The Importance of Giving Back
As most of my avid blog readers out there already know, I am a Baltimore Chiropractor whose clinic spends the majority of its time treating Baltimore car accident injury patients. Of course we see patients who have not been involved in Baltimore auto accident injuries, and we spend a fair amount of time treating headaches, neck pain, mid back pain, lower back pain, and sciatica as well.
I opened the clinic about 4 years ago. My goal was simple: to become the premier destination for chiropractic/rehab services for Baltimore City while catering to the Hispanic demographic located in Southeast Baltimore. We’ve seen approximately 2000 new patients in that time frame. A lot of my chiropractor friends ask how I got to see that many new patients so quickly. And the answer is “I give.” I wake up early to see the early risers, I work through lunch to see patients who only have a short period of time on their lunch breaks for care, and I stay late to see those working far away who only want to come here. I worked every Saturday for the first two years. I give and I give and then I give some more. There’s a saying in business networking that “giver’s gain.” Starting with one new patient, helping them to the best of my abilities, the referrals started to snowball. Online reviews grew and the practice grew. It continues to grow to the tune of 75-80 new patients a month. I am beyond pleased with the success of the practice and my ability to help the citizens of Baltimore live healthier, happier, pain-free lives. There have been bumps in the road as we have hired (and then fired) staff members whose commitment to patients was not in line with what I was looking for. But I suppose that is to be expected with any (relatively) new business.
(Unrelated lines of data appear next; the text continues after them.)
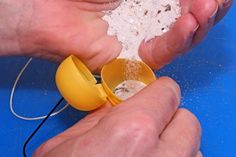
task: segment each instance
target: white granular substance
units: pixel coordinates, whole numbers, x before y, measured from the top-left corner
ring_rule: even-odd
[[[123,0],[103,19],[109,24],[108,35],[116,35],[123,45],[119,57],[140,60],[142,40],[161,36],[179,16],[179,0]]]
[[[126,100],[139,92],[145,86],[146,84],[141,81],[125,80],[117,85],[113,92],[121,100]]]

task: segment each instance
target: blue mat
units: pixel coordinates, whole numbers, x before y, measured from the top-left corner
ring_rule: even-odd
[[[199,118],[205,157],[236,157],[236,5],[227,17],[191,52],[158,72],[174,78],[182,88],[182,107]],[[0,58],[0,156],[21,157],[24,141],[40,121],[24,121],[9,110],[10,90],[27,61]],[[17,86],[14,105],[25,116],[44,115],[60,99],[54,76],[57,65],[34,59]],[[68,107],[50,118],[28,145],[32,152],[44,141],[85,116]]]

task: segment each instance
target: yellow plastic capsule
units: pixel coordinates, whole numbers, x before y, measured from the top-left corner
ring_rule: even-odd
[[[101,70],[102,84],[96,79],[77,57],[67,57],[58,67],[56,84],[65,100],[74,108],[82,111],[94,110],[107,101],[112,105],[120,103],[113,90],[125,81],[125,65],[127,59],[115,59],[104,65]],[[156,80],[153,71],[140,61],[139,81],[149,84]]]

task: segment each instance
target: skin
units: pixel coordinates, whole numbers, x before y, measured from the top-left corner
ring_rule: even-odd
[[[160,69],[202,41],[232,3],[233,0],[180,0],[182,16],[169,32],[143,42],[139,55],[153,69]]]
[[[119,3],[76,0],[0,0],[1,55],[29,55],[60,61],[78,56],[92,70],[119,55],[121,45],[108,36],[104,9]],[[6,15],[7,16],[6,16]],[[109,46],[108,46],[109,45]]]
[[[226,3],[227,1],[227,3]],[[139,54],[153,69],[199,43],[233,0],[180,0],[182,16],[171,30]],[[106,34],[102,10],[120,0],[0,0],[0,55],[29,55],[60,61],[77,55],[92,71],[116,58],[121,44]],[[108,46],[109,45],[109,46]]]
[[[89,114],[34,157],[200,157],[200,123],[179,103],[179,86],[162,77],[127,101]]]
[[[154,69],[199,43],[232,4],[180,2],[182,16],[170,31],[140,46],[140,56]],[[75,54],[97,71],[121,50],[101,20],[102,10],[118,5],[118,0],[0,0],[0,55],[60,61]],[[200,124],[192,113],[178,109],[179,99],[173,80],[158,79],[118,106],[107,104],[89,114],[34,156],[200,157]]]

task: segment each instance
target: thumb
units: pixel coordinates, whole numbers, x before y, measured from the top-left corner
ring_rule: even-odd
[[[197,27],[197,21],[191,14],[182,15],[169,32],[142,43],[140,57],[153,69],[160,69],[190,48]]]
[[[86,65],[97,73],[104,64],[117,58],[121,49],[122,46],[116,37],[103,36],[88,47],[88,52],[93,53],[93,56],[87,58],[87,62],[85,60]]]

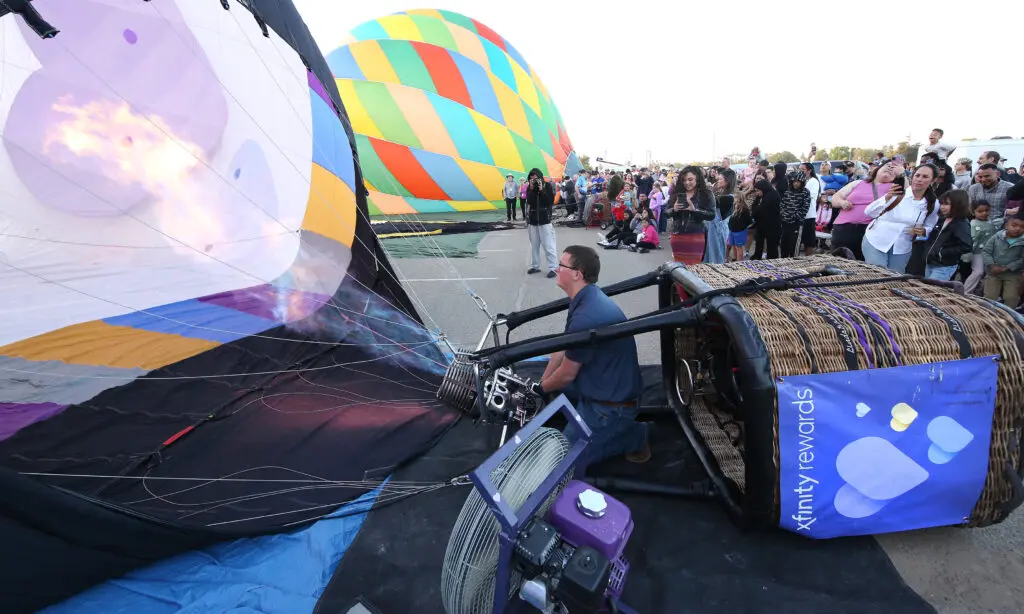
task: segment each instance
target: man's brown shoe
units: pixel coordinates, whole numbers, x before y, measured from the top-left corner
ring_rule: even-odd
[[[651,460],[651,442],[648,441],[644,444],[643,448],[640,448],[636,452],[630,452],[626,455],[626,460],[631,463],[646,463]]]

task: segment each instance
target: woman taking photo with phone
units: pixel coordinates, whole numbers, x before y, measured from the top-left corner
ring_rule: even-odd
[[[906,272],[914,241],[927,240],[925,229],[934,228],[939,221],[932,189],[937,175],[931,164],[918,166],[910,178],[909,190],[904,192],[902,177],[897,177],[884,197],[864,208],[864,215],[872,220],[861,243],[865,262]]]
[[[669,242],[675,261],[700,264],[705,250],[704,222],[715,219],[717,209],[715,195],[699,167],[687,166],[680,171],[665,207],[674,222]]]
[[[902,174],[892,161],[885,161],[880,166],[872,167],[868,178],[851,181],[841,190],[832,195],[832,208],[839,209],[832,225],[832,247],[845,247],[853,252],[857,260],[864,260],[861,245],[864,242],[864,231],[871,218],[864,214],[864,209],[882,197],[892,185],[896,175]]]

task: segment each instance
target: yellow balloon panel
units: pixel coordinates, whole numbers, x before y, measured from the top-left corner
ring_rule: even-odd
[[[577,170],[547,88],[486,25],[417,9],[351,34],[357,42],[331,51],[327,62],[352,119],[365,180],[375,194],[401,199],[375,196],[377,210],[493,208],[508,173],[537,168],[560,177]]]

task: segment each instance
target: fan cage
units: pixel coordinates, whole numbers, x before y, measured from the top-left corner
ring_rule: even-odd
[[[568,455],[571,444],[561,431],[538,428],[490,472],[501,498],[518,512]],[[570,470],[559,480],[536,512],[543,517],[572,479]],[[441,598],[448,614],[491,614],[497,583],[501,525],[474,489],[466,498],[445,552]],[[511,564],[511,561],[508,562]],[[508,600],[516,598],[521,575],[510,569]]]

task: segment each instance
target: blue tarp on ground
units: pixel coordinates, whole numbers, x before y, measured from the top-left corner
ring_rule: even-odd
[[[380,488],[368,492],[305,529],[189,552],[101,584],[43,612],[312,612],[379,492]]]

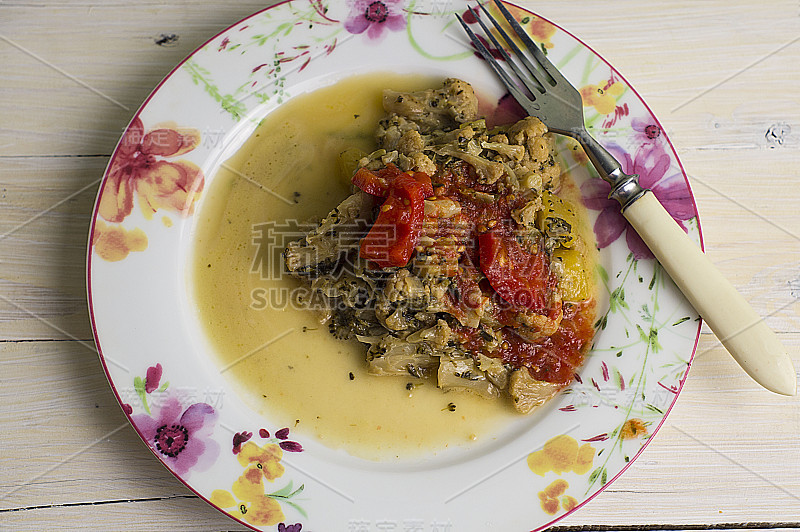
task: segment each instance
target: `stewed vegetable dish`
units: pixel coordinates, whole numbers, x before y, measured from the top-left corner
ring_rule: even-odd
[[[352,194],[283,253],[368,372],[506,397],[529,413],[574,379],[594,334],[593,243],[547,128],[487,126],[472,87],[385,90]]]

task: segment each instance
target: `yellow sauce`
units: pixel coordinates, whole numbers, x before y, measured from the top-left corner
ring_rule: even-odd
[[[371,460],[412,458],[489,442],[519,419],[506,399],[445,394],[433,381],[409,392],[414,379],[368,375],[364,344],[337,340],[316,314],[284,304],[280,290],[301,283],[251,271],[254,225],[321,218],[349,194],[338,155],[374,149],[381,90],[440,82],[373,74],[298,96],[264,119],[204,192],[193,275],[199,319],[244,401],[300,441]]]

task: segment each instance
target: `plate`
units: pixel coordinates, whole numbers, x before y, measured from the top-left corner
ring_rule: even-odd
[[[598,140],[700,243],[686,175],[645,102],[575,36],[512,6],[579,87]],[[91,320],[109,382],[136,431],[192,491],[257,530],[533,530],[575,511],[645,448],[674,405],[700,318],[560,143],[600,249],[605,301],[576,381],[492,445],[376,463],[274,426],[220,376],[192,309],[192,239],[222,162],[270,111],[353,74],[462,77],[502,88],[469,47],[453,1],[281,3],[177,66],[136,113],[106,170],[87,259]],[[468,22],[474,23],[469,17]]]

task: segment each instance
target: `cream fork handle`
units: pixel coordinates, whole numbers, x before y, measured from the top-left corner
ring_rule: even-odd
[[[742,369],[768,390],[795,395],[786,348],[653,193],[629,203],[623,215]]]

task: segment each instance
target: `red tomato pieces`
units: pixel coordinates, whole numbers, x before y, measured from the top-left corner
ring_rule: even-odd
[[[400,169],[390,164],[386,168],[381,168],[377,172],[366,168],[359,168],[353,175],[353,184],[373,196],[385,198],[389,195],[389,184],[400,175]]]
[[[404,173],[393,164],[388,164],[385,168],[381,168],[375,172],[366,168],[359,168],[355,175],[353,175],[352,182],[367,194],[385,198],[389,195],[389,189],[394,180],[401,175],[411,175],[414,179],[419,181],[425,187],[423,191],[425,192],[426,198],[433,195],[433,185],[431,184],[431,178],[428,174],[423,172]]]
[[[478,248],[481,271],[500,297],[515,307],[545,310],[557,279],[544,251],[533,255],[496,231],[478,236]]]
[[[379,195],[377,192],[384,183],[388,188],[386,201],[369,233],[361,240],[359,253],[381,268],[405,266],[419,239],[425,198],[433,195],[431,178],[423,172],[400,173],[389,178],[388,172],[381,176],[367,170],[371,174],[367,175],[361,170],[363,168],[353,176],[353,183],[359,188],[373,195]],[[358,182],[356,177],[359,177]]]

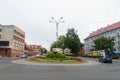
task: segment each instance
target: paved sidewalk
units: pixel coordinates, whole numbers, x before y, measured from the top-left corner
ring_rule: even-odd
[[[98,64],[101,64],[99,62],[91,61],[91,60],[88,60],[86,63],[81,63],[81,64],[38,63],[38,62],[25,61],[25,59],[13,60],[11,62],[15,63],[15,64],[23,64],[23,65],[48,65],[48,66],[85,66],[85,65],[87,66],[87,65],[98,65]]]

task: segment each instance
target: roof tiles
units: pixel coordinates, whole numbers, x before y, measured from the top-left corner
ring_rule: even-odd
[[[108,32],[108,31],[111,31],[111,30],[114,30],[117,28],[120,28],[120,21],[117,23],[113,23],[111,25],[108,25],[108,26],[104,27],[103,29],[105,30],[105,32]],[[94,37],[94,36],[101,34],[101,29],[98,29],[97,31],[90,33],[90,35],[85,39],[88,39],[88,38],[91,38],[91,37]]]

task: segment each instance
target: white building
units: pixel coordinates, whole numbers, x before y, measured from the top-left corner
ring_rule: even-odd
[[[90,49],[92,49],[92,45],[94,45],[93,40],[100,36],[114,38],[114,48],[116,49],[116,52],[120,52],[120,21],[90,33],[90,35],[84,39],[85,54],[90,53]]]

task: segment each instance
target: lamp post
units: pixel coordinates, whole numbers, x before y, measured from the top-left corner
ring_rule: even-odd
[[[119,34],[119,33],[117,33],[117,36],[118,36],[118,51],[120,51],[120,41],[119,41],[120,34]]]
[[[58,40],[58,25],[59,25],[59,23],[65,23],[65,21],[63,21],[62,19],[63,19],[63,17],[61,17],[58,20],[56,20],[54,17],[52,17],[50,20],[50,22],[53,22],[56,24],[56,41]]]

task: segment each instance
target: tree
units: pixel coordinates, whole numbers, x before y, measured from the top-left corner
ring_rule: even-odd
[[[58,38],[58,41],[55,41],[51,45],[52,48],[69,48],[72,53],[77,54],[81,48],[81,42],[77,35],[77,31],[74,28],[68,29],[66,35],[61,35]]]
[[[51,44],[50,50],[52,51],[52,48],[57,48],[58,41],[55,41]]]
[[[65,39],[64,35],[59,36],[58,38],[58,47],[64,49],[65,48]]]
[[[71,49],[71,52],[77,54],[81,48],[81,42],[74,28],[68,29],[65,38],[65,47]]]
[[[55,42],[52,43],[51,50],[52,50],[52,48],[62,48],[62,49],[64,49],[65,48],[64,44],[65,44],[65,36],[61,35],[61,36],[59,36],[58,41],[55,41]]]
[[[110,52],[115,51],[114,48],[114,38],[110,37],[100,37],[97,38],[96,40],[93,40],[94,46],[96,50],[105,50],[106,54],[109,54]]]

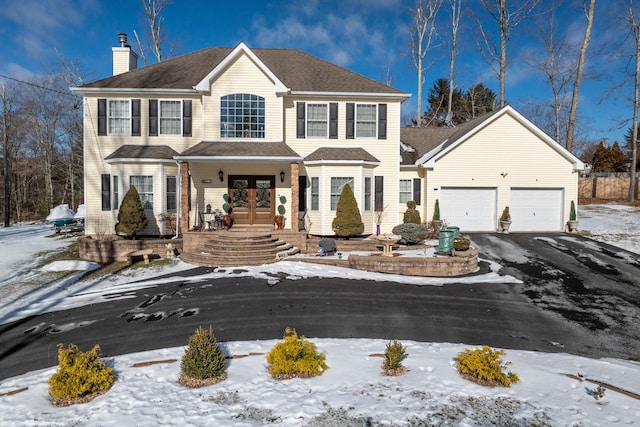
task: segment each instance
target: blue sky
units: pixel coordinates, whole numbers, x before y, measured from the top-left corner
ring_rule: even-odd
[[[545,1],[550,0],[543,4]],[[478,2],[464,3],[474,7]],[[173,0],[164,12],[165,31],[178,43],[176,54],[244,42],[249,47],[297,48],[380,81],[389,74],[392,86],[414,94],[403,106],[403,114],[411,114],[417,82],[407,26],[408,10],[414,4],[413,0]],[[630,118],[632,110],[624,95],[625,90],[630,93],[630,87],[614,89],[624,78],[627,59],[614,58],[612,46],[621,45],[626,32],[624,28],[612,30],[616,21],[604,16],[615,15],[609,6],[596,8],[589,50],[593,56],[588,63],[589,78],[580,92],[580,114],[589,139],[613,142],[622,140],[630,122],[620,126],[618,121]],[[442,12],[446,19],[446,0]],[[533,22],[528,25],[510,42],[506,86],[508,102],[525,115],[531,101],[544,102],[552,96],[543,76],[522,59],[537,49],[532,39],[536,26]],[[478,53],[473,26],[468,20],[459,32],[458,84],[465,90],[484,83],[498,93],[497,78]],[[562,26],[571,37],[580,39],[584,17],[579,12],[566,13]],[[108,77],[117,34],[129,34],[134,45],[134,30],[138,34],[145,31],[138,0],[0,0],[0,74],[27,79],[51,69],[60,54],[77,62],[90,80]],[[426,72],[425,93],[435,79],[448,77],[446,35],[429,54],[434,63]]]

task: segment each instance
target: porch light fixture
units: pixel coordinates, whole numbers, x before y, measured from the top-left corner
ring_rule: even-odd
[[[280,171],[280,182],[284,182],[284,171]]]
[[[500,175],[501,175],[503,178],[506,178],[506,177],[507,177],[507,175],[509,175],[509,172],[501,172],[501,173],[500,173]]]
[[[218,178],[220,178],[220,182],[224,181],[224,172],[222,172],[222,169],[218,171]]]
[[[208,178],[207,179],[201,179],[200,182],[203,183],[203,184],[211,184],[211,180],[208,179]]]

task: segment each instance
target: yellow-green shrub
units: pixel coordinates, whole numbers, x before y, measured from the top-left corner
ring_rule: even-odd
[[[504,350],[494,350],[489,346],[478,349],[465,349],[456,358],[456,368],[460,374],[480,384],[510,387],[520,381],[513,372],[505,372],[511,362],[503,362]]]
[[[227,370],[224,350],[218,345],[213,328],[198,327],[189,338],[189,346],[182,356],[182,372],[192,378],[220,376]]]
[[[109,390],[115,375],[100,360],[99,351],[99,345],[83,353],[74,344],[58,344],[58,370],[49,378],[51,397],[74,399]]]
[[[325,354],[304,336],[298,337],[295,329],[287,328],[282,341],[267,354],[269,373],[276,379],[315,377],[329,368]]]

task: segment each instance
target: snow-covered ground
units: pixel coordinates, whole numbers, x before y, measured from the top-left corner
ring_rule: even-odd
[[[580,229],[594,239],[640,253],[640,209],[627,206],[581,206]],[[50,228],[23,225],[0,229],[0,323],[50,310],[100,302],[107,290],[158,286],[154,277],[191,268],[175,262],[169,266],[127,270],[124,274],[94,280],[67,277],[38,286],[29,277],[43,251],[65,247],[70,239],[45,236]],[[90,263],[56,262],[48,270],[85,270]],[[465,280],[490,283],[514,278],[492,272]],[[350,277],[444,285],[450,280],[408,278],[350,271],[297,262],[213,271],[206,277],[251,275],[267,281],[275,273],[290,277]],[[36,274],[37,273],[37,274]],[[177,275],[179,276],[179,274]],[[204,276],[190,277],[198,281]],[[176,280],[184,280],[177,277]],[[130,282],[136,281],[132,284]],[[457,282],[460,279],[456,280]],[[38,282],[36,280],[36,282]],[[206,325],[204,325],[206,326]],[[215,325],[212,325],[215,329]],[[291,325],[294,326],[295,325]],[[298,331],[304,334],[304,331]],[[185,334],[185,344],[190,333]],[[202,389],[177,383],[184,347],[109,357],[117,380],[105,395],[92,402],[57,408],[47,395],[47,380],[55,367],[21,375],[0,384],[0,425],[220,425],[220,426],[365,426],[365,425],[640,425],[640,365],[622,360],[593,360],[573,355],[508,351],[506,360],[521,382],[511,388],[486,388],[462,379],[454,368],[463,344],[405,341],[409,372],[401,377],[381,375],[385,341],[371,339],[313,339],[327,354],[330,368],[317,378],[272,380],[264,353],[277,340],[223,343],[228,355],[249,355],[229,361],[226,381]],[[256,354],[258,353],[258,354]],[[166,361],[146,367],[134,363]],[[569,377],[571,375],[572,377]],[[595,399],[601,381],[631,392],[607,390]],[[21,388],[27,390],[6,394]],[[635,393],[635,396],[634,396]]]

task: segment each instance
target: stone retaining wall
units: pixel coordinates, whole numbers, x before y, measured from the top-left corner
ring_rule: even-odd
[[[79,256],[94,262],[127,261],[127,254],[140,249],[152,249],[160,258],[167,255],[167,244],[171,243],[176,253],[182,252],[182,239],[141,239],[127,240],[117,236],[95,239],[90,236],[78,237]],[[153,256],[153,255],[152,255]]]
[[[474,273],[478,269],[478,250],[456,252],[455,256],[405,257],[401,251],[394,257],[382,255],[350,255],[349,268],[405,276],[453,277]]]

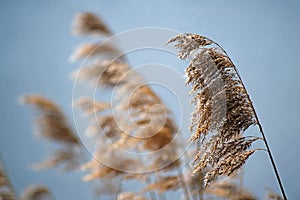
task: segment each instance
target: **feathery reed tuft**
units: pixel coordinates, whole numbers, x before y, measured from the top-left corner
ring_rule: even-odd
[[[71,55],[71,60],[76,61],[84,58],[109,57],[116,59],[121,57],[122,52],[108,41],[100,43],[86,43],[80,45]],[[122,57],[121,57],[122,59]]]
[[[41,95],[23,96],[21,102],[38,109],[39,116],[36,118],[36,125],[37,133],[41,137],[55,142],[79,144],[66,117],[54,102]]]
[[[273,190],[267,188],[266,199],[268,200],[283,200],[282,196]]]
[[[37,109],[38,116],[35,119],[37,134],[61,145],[61,150],[56,151],[48,160],[35,164],[34,168],[45,169],[63,164],[65,165],[64,170],[69,171],[78,167],[80,141],[61,109],[41,95],[23,96],[21,102]]]
[[[81,97],[77,99],[73,105],[75,107],[81,108],[83,112],[89,116],[96,113],[100,113],[108,108],[110,108],[110,104],[106,102],[99,102],[96,100],[93,100],[89,97]]]
[[[0,200],[15,200],[15,196],[10,191],[3,191],[0,193]]]
[[[16,200],[14,188],[0,160],[0,200]]]
[[[84,68],[80,68],[73,72],[73,77],[80,81],[88,81],[99,86],[115,86],[122,84],[128,80],[128,76],[124,76],[129,71],[127,64],[117,61],[96,61]]]
[[[90,12],[75,16],[72,31],[75,35],[102,36],[112,34],[105,23],[97,15]]]
[[[179,58],[190,59],[187,84],[192,85],[196,106],[191,140],[200,142],[193,173],[205,170],[207,185],[219,175],[235,172],[255,152],[248,149],[259,138],[242,134],[257,119],[235,65],[218,44],[196,34],[179,35],[168,41],[172,42]]]
[[[177,176],[167,176],[159,179],[155,183],[149,184],[145,188],[145,191],[158,190],[158,192],[162,194],[169,190],[178,190],[180,187],[180,180]]]
[[[118,195],[117,200],[146,200],[146,199],[132,192],[122,192]]]
[[[93,15],[93,19],[90,20],[101,21],[94,17]],[[86,28],[90,27],[86,19],[85,17],[76,18],[74,29],[77,32],[79,29],[79,32],[84,32],[86,35],[93,35],[93,30]],[[141,176],[126,171],[154,171],[163,168],[162,171],[166,172],[180,168],[181,163],[177,160],[178,149],[176,145],[170,145],[175,141],[177,127],[171,119],[170,111],[143,77],[131,68],[125,56],[122,55],[122,50],[111,38],[99,39],[98,43],[79,46],[71,56],[73,61],[85,60],[84,66],[73,73],[73,77],[78,78],[76,80],[92,83],[99,89],[105,88],[105,92],[113,92],[114,95],[109,107],[87,99],[81,99],[75,103],[75,106],[81,107],[85,113],[97,114],[89,123],[86,135],[97,139],[94,157],[98,159],[92,159],[83,165],[82,169],[88,171],[83,179],[85,181],[121,179],[120,185],[128,179],[135,179],[143,184],[144,182],[150,184],[156,172]],[[95,108],[97,105],[99,109]],[[121,157],[115,155],[120,154],[114,152],[117,148],[135,152],[138,155],[134,158],[131,158],[130,154]],[[158,150],[161,150],[160,153],[146,159],[144,157],[148,155],[141,154]],[[104,163],[107,161],[110,166],[100,164],[99,160]],[[120,193],[115,198],[135,199],[134,196],[123,194]]]
[[[100,39],[75,50],[72,61],[84,59],[85,64],[72,74],[73,78],[100,89],[104,87],[105,92],[115,96],[111,103],[89,97],[73,103],[89,117],[86,135],[92,137],[89,144],[94,145],[94,153],[88,162],[83,159],[80,141],[61,109],[43,96],[24,96],[22,102],[38,111],[38,134],[60,145],[37,168],[57,165],[64,165],[66,171],[80,168],[87,171],[83,180],[92,181],[95,195],[114,195],[117,200],[146,200],[142,196],[146,192],[151,200],[166,199],[168,191],[177,190],[182,190],[185,200],[206,199],[211,195],[229,200],[256,199],[234,182],[214,182],[203,187],[218,176],[230,176],[241,168],[258,150],[250,149],[253,142],[262,139],[267,146],[264,135],[263,138],[243,135],[251,125],[257,124],[261,132],[262,128],[236,67],[217,43],[196,34],[179,35],[168,42],[176,43],[179,58],[190,59],[187,84],[192,86],[195,104],[191,140],[198,143],[192,162],[194,176],[190,176],[190,168],[181,162],[182,158],[185,162],[189,159],[189,153],[178,159],[182,143],[175,137],[178,129],[171,112],[130,67],[122,50],[109,38],[110,29],[92,13],[78,14],[73,25],[74,34]],[[271,156],[268,146],[267,149]],[[131,173],[143,171],[147,173]],[[138,181],[144,189],[124,192],[129,180]],[[15,196],[0,168],[0,200],[14,200]],[[28,188],[21,199],[51,198],[46,187],[37,185]],[[279,199],[279,196],[270,194],[269,198]]]
[[[21,197],[22,200],[50,200],[51,192],[44,185],[32,185],[25,189]]]
[[[213,183],[207,188],[206,193],[228,200],[256,200],[252,193],[230,181]]]

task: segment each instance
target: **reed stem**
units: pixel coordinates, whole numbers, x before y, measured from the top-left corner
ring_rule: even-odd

Anyone who has ever started a business or ran a business knows that there is usually a cost to business and financial success. Typically that is decreased health (due to stress and meals on the go) and decreased “relationship” health, as more time and resources are diverted to the business side of life and less to the personal side of life. I missed countless family gatherings, weekends together with loved ones, and countless evenings with friends playing cards and hanging out so that I could work, solidify my brand, and continue to grow my business. Some people call this “sacrifice” but I don’t think its a sacrifice. I think its a necessary commitment early on to help the business and practice take off.
Recently my family suffered a tremendous loss as my mother lost her battle with lung cancer. I found (and find) myself less motivated to grow the business and more interested in investing in those parts of my life that I have been putting by the wayside. Having lost someone I cared about I find myself wondering if it matters if I can increase the number of patients we help or how much money we can collect, or when I can finish paying off my student loan debt. I find myself wanting to spend more time with my girlfriend, my friends, and my family. I think its a natural mental frame shift that probably occurs with most people when they suffer a tremendous loss. It puts our mortality into perspective, as well it should.
To help honor my mother’s memory I put together a youcaring campaign. The campaign details a little history of her life and it shines a light on her true passion – animal rescue. I made it a commitment to raise $5,000 in her memory to donate to the cause that brought her such joy and meaning in her life. Since her passing we have raised over $3,300 for the cause. We are about two-thirds of the way there!
Having said that, I would like to compel my blog reads to like, share, and if possible, donate to the cause. As my team and I have given to help you over the past four years, please help give back to communities outside of work and healthcare that mean a lot to me. And more importantly, I’d like those blog readers (especially other business owners, entrepreneurs, and Chiropractors) to take an evening off and spend some time with those who care about you the most. You don’t know when you won’t have that opportunity.